Convidado a comentar os resultados para o Medscape, o Dr. Matthew Johnson, Ph.D., professor associado de psiquiatria e diretor associado do Center for Psychedelics and Consciousness Research na Johns Hopkins University, nos EUA, disse que a revisão encapsula com eficácia as "linhas de pesquisa" promissoras para o uso de psicodélicos em certos transtornos psiquiátricos.

O Dr. Matthew acrescentou que a dimensão e a duração dos efeitos nos ensaios clínicos resumidos pelo artigo são instigantes.

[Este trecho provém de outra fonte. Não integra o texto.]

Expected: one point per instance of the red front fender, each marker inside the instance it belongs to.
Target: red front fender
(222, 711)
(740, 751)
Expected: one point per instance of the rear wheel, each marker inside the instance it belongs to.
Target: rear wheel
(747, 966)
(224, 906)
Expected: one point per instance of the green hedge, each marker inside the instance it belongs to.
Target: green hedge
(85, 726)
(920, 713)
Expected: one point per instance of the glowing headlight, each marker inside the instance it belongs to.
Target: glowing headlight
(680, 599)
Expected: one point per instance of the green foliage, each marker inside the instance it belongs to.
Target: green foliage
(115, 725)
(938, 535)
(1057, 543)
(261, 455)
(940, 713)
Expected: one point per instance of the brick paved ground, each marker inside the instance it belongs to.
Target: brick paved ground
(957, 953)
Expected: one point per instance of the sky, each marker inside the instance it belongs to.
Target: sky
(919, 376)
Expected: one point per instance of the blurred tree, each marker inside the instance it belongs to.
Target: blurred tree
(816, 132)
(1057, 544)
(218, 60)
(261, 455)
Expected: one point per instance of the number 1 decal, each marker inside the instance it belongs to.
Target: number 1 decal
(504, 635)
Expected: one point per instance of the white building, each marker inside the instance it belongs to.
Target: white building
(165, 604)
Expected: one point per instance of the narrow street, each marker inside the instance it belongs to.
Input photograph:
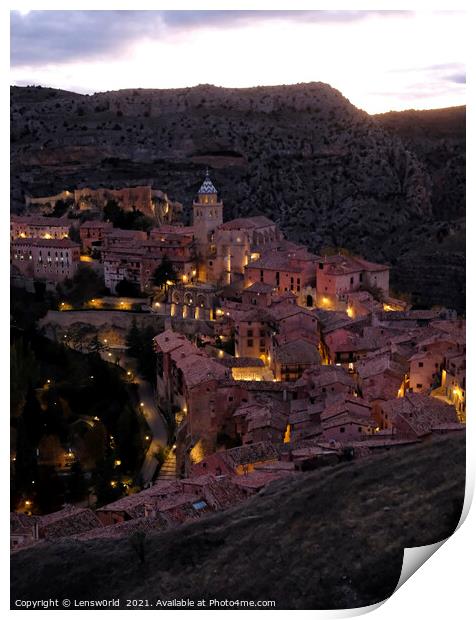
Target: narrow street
(149, 408)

"É realmente muito surpreendente que você possa administrar uma substância uma ou algumas vezes sob supervisão e constate efeitos importantes e duradouros, melhora clínica durante seis meses, até mesmo um ano mais tarde", disse o comentarista.

No entanto, Dr. Matthew destacou que a exploração vigente dos psicodélicos só deve ser feita no contexto das pesquisas.

"Estas substâncias são poderosas, são ferramentas poderosas", disse o especialista. "Se causarão benefícios ou prejuízos vai depender muito do contexto. Sabemos que esses compostos, algumas vezes, fazem mal."

Dr. Matthew também observou que os pesquisadores devem trabalhar para incluir um amplo cruzamento da população nos próximos estudos. As minorias e as pessoas de baixa renda estão sub-representadas em muitos dos estudos feitos até hoje.

Se pesquisas mais avançadas continuarem a mostrar eficácia, e demonstrarem que essas substâncias são seguras se administradas de modo adequado, Dr. Matthew disse acreditar que as drogas possam estar disponíveis para uso clínico em psiquiatria nos próximos cinco anos.

"É de fato instigante. Se os resultados se sustentarem, têm o potencial de ser uma mudança de paradigma no tratamento da saúde mental", disse o comentarista.

Dr. William McDonald recebeu subsídios de pesquisa de Cervel Neurotherapeutics, National Institute of Neurological Disease and Stroke, National Institute on Aging, NeoSync, Neuronetics, NIMH, Soterix e da Stanley Foundation; presta consultoria para a Signant Health; recebe royalties da Oxford University Press; e patrocínio da JB Fuqua Foudation. Os conflitos de interesses dos outros autores do estudo constam no artigo original. Dr. Matthew Johnson foi pesquisador em um estudo para a cessação do tabagismo que fez parte dos estudos avaliados nesta nova revisão.